19. A system for scoring changes in Quantitative Interstitial Lung Disease (QILD), comprising: a processor; and programming executable on said processor for: uploading a plurality of CT images of a patient's lung; filtering the uploaded images to minimize cross-site variability within images; sampling from a grid of pixels or voxels within the CT images; classifying individual pixels or voxels within said downloaded images based on one or more selected texture features; generating a QILD score for each image based on selected features within the image; wherein the QILD score is calculated as the quotient of a total number of pixels or voxels within a CT image that are classified as a disease type by a total number (counts) of grid samples within the CT image; and calculating a transition between QILD scores within the plurality of CT images.

20. A system as recited in claim 19 : wherein calculating a transition between QILD scores comprises calculating transitional changes of hierarchical severity within the image; and wherein the transitional changes of hierarchical severity are calculated by generating a Markov Chain Transition Matrix (MCTM) of the QILD scores.

21. A system as recited in claim 20 , wherein the MCTM is a function of the fibrotic reticulation, ground glass and normal patterns associated with the patient's lung.

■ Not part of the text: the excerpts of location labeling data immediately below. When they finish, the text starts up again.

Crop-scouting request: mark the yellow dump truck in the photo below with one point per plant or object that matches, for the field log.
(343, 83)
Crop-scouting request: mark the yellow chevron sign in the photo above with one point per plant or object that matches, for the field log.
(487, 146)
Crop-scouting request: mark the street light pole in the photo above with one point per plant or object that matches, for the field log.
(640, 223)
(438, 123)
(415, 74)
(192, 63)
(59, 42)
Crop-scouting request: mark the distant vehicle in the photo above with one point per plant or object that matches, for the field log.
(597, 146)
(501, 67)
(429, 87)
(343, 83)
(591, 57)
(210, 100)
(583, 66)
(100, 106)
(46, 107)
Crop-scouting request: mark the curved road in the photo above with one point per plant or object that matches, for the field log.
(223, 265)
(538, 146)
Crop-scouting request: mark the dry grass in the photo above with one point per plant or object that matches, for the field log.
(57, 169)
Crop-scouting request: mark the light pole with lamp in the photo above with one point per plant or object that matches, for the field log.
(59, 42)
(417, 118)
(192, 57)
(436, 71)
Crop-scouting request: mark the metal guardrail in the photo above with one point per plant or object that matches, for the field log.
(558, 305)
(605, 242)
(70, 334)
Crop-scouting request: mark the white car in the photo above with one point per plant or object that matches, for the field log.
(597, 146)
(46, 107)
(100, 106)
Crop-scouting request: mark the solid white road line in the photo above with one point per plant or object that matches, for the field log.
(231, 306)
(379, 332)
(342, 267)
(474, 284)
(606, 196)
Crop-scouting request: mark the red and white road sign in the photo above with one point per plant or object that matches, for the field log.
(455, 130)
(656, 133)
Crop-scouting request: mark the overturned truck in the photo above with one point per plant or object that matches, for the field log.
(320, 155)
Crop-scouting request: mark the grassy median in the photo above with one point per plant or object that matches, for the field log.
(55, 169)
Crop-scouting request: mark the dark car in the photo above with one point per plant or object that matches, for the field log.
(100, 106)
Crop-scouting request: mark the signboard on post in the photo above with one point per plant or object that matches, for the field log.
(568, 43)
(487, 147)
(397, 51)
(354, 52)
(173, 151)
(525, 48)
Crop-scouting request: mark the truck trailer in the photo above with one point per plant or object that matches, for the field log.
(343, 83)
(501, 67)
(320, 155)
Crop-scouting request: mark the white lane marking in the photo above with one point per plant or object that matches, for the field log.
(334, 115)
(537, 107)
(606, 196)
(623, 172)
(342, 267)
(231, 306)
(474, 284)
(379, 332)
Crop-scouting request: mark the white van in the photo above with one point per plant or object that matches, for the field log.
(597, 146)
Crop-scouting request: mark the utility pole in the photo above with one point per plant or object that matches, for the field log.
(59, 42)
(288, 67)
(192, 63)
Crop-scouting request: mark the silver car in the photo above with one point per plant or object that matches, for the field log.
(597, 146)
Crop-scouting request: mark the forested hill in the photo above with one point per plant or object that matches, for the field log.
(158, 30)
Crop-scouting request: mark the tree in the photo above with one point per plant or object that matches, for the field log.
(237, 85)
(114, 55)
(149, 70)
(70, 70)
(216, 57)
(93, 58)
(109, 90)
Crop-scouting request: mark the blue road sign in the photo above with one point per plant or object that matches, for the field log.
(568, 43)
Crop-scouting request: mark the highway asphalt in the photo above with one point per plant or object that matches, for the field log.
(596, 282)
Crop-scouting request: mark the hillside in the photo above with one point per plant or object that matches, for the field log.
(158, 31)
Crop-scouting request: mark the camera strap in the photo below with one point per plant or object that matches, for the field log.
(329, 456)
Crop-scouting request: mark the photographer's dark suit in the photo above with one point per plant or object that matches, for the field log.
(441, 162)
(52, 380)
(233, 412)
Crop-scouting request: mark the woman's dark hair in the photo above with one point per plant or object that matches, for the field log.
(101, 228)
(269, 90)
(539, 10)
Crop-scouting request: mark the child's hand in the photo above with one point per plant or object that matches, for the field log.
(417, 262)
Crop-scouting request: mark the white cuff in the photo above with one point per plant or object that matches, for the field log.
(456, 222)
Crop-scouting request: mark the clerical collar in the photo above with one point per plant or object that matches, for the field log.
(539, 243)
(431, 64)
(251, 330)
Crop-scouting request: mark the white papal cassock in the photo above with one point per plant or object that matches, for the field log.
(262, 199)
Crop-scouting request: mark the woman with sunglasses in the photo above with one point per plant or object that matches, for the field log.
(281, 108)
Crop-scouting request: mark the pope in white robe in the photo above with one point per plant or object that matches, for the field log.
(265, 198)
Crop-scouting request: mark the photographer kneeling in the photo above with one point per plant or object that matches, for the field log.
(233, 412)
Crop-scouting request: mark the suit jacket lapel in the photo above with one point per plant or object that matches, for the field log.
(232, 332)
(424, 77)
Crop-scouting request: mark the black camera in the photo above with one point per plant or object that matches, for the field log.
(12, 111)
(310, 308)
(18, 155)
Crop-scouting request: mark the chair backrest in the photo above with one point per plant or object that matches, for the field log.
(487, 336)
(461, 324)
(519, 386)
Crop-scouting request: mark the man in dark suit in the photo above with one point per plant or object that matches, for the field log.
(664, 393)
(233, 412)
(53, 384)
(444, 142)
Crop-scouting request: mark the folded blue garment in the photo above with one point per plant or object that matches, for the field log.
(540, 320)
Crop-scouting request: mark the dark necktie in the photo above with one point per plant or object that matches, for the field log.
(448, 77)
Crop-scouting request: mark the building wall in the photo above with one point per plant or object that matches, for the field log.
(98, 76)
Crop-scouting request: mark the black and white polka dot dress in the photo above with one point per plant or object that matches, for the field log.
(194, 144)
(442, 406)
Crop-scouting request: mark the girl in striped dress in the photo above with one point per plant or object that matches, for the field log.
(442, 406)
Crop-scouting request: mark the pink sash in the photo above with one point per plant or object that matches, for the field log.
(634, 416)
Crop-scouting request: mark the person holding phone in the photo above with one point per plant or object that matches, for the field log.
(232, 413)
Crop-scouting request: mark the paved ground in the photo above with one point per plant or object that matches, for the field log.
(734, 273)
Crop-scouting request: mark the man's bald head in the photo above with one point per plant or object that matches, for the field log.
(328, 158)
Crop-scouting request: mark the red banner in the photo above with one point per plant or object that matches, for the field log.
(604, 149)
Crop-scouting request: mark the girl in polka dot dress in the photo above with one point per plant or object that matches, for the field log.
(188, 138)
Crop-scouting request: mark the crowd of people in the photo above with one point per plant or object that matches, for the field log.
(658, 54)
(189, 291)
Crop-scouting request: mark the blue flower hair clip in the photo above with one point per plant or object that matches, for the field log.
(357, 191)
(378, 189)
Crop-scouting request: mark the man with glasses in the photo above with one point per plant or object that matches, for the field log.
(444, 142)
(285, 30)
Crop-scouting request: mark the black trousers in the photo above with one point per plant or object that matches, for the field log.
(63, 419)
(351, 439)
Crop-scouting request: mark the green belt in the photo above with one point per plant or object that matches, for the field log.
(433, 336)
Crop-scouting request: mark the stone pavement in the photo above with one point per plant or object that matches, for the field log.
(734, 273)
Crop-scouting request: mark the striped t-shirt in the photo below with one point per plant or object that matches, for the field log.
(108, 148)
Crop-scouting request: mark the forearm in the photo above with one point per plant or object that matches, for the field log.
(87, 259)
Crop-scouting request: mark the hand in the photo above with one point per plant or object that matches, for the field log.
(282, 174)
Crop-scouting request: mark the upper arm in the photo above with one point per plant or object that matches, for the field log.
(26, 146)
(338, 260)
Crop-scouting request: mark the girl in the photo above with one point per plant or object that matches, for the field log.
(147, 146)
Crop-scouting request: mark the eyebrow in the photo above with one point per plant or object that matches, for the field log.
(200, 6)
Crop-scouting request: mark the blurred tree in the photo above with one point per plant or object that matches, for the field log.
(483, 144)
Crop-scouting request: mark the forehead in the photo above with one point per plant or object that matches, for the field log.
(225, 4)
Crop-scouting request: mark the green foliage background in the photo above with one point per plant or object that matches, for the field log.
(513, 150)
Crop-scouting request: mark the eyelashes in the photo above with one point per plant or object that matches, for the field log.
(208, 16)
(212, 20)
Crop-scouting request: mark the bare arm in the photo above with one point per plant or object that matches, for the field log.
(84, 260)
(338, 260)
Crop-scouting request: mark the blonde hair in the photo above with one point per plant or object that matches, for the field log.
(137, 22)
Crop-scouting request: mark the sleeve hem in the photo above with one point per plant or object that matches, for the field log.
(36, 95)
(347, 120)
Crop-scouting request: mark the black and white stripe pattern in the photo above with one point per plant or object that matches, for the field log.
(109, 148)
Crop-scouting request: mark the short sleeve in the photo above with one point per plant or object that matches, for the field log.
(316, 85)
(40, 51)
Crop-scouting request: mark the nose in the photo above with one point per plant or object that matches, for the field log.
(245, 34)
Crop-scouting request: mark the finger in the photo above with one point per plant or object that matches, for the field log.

22. A system as recited in claim 19 , wherein filtering comprises filtering noise as a function of geometric, texture, and noised images associated with the CT images.

23. A system as recited in claim 19 , wherein the classified disease types comprise one or more of: fibrotic reticulation, ground glass and normal patterns.

24. A system as recited in claim 23 , wherein the fibrotic reticulation disease type comprises is combined patterns of lung fibrosis and honeycomb.

25. A system as recited in claim 19 , wherein the QILD score is the sum of Quantitative Fibrotic Reticulation (QFR), Quantitative Ground Glass (QGG), and Quantitative Normal Lung (QNL) scores.

26. A system as recited in claim 25 , where the QFR score is the sum of quantitative lung fibrosis and honeycomb.